La lluvia antes de caer. Jonathan Coe
Traducción de Javier Lacruz
Anagrama (Barcelona, 2009)



Jonathan Coe también fue joven. Ahora es sabio. Tuvo una brillante idea estructurada en tres elementos. Una misteriosa casa, una niña ciega y una canción, Baileros, interpretada por Victoria de los Ángeles. El puzzle era brillante. Me lo imagino emocionado en su escritorio, pero con la frustración de saberse inmaduro para concretar su reto literario. Pasaron los años. El chico de Birmingham se ganó un nombre como narrador satírico, fino observador de la Inglaterra finisecular. Todos le etiquetaron y cuando apareció La lluvia antes de caer muchos, quizá por falta de imaginación o banales tópicos periodísticos, proclamaron a los cuatro vientos que Coe cambiaba de tercio, que abría una nueva etapa.

Sus declaraciones lo desmienten y son un ejemplo para cualquier escritor con un poco de mollera. Hay ideas que nos sorprenden en pañales. Las abrazamos y nos rechazan porque el cuerpo necesita arrugas para emprender grandes tareas. La novela no deja de ser un edificio arquitectónico complejo, con estructuras y requiebros que requieren experiencia y oficio. Cuando el autor de ¡Menudo reparto! sintió que había llegado el momento encendió su ordenador y dejó fluir su viejo sueño para convertirlo en un libro sólido e intenso, marcado por una nostalgia que es recuerdo y sello notarial de un pasado desdibujado por metamorfosis fulminantes, cambios históricos acelerados por el siglo XX.

Rosamund fue una mujer terca, una resistente de la vida. Muere, o se suicida, con 73 años y deja dos tercios de su herencia a los hijos de su hermana, David y Gill, y el otro para Imogen, una desconocida, que Gill recuerda de una lejana fiesta de cumpleaños en los coloridos y decadentes años ochenta. La chica era rubia, ciega y hermosa. Tendrá que encontrarla. Este inicio ya daría para una novela, pero Coe reserva sorpresas. Gill acude a casa de la difunta y se siente aturdida ante los elementos que observa. Una silla, un micrófono, una botella y unas cintas de casete acompañadas de una nota donde se especifica que son para Imogen.

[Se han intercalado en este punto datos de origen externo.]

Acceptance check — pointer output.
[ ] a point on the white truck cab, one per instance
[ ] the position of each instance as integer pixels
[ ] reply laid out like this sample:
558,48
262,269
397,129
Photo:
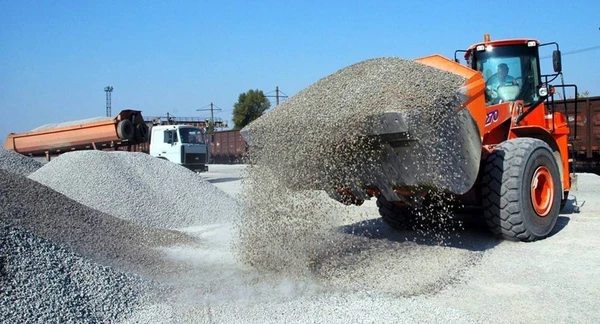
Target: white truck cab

La búsqueda se revela infructuosa. Gill decide escuchar las grabaciones con sus hijas. Son comentarios, descripciones de veinte fotografías que resumen la singladura vital de Rosamund, mujer atípica, lesbiana en la Inglaterra previa a los años sesenta, paria social con una existencia marcada por episodios decisivos y lugares clave. Su voz, consciente de la inminencia del encuentro con la guadaña, transporta a las oyentes hacia parajes que ya no existen y situaciones irrepetibles. Cada instantánea es parte de un proceso, el orden es evolutivo. Las piezas encajan. De la infancia en las afueras de Birmingham descubrimos su estrecha relación con su prima Beatrix, hermana por un pacto de sangre y primer eslabón de la cadena que avanza hacia memorias teñidas de inocencia, cuando Inglaterra aún no era pop y la posguerra dibujaba un universo limitado entre lo rural y ciertos residuos victorianos.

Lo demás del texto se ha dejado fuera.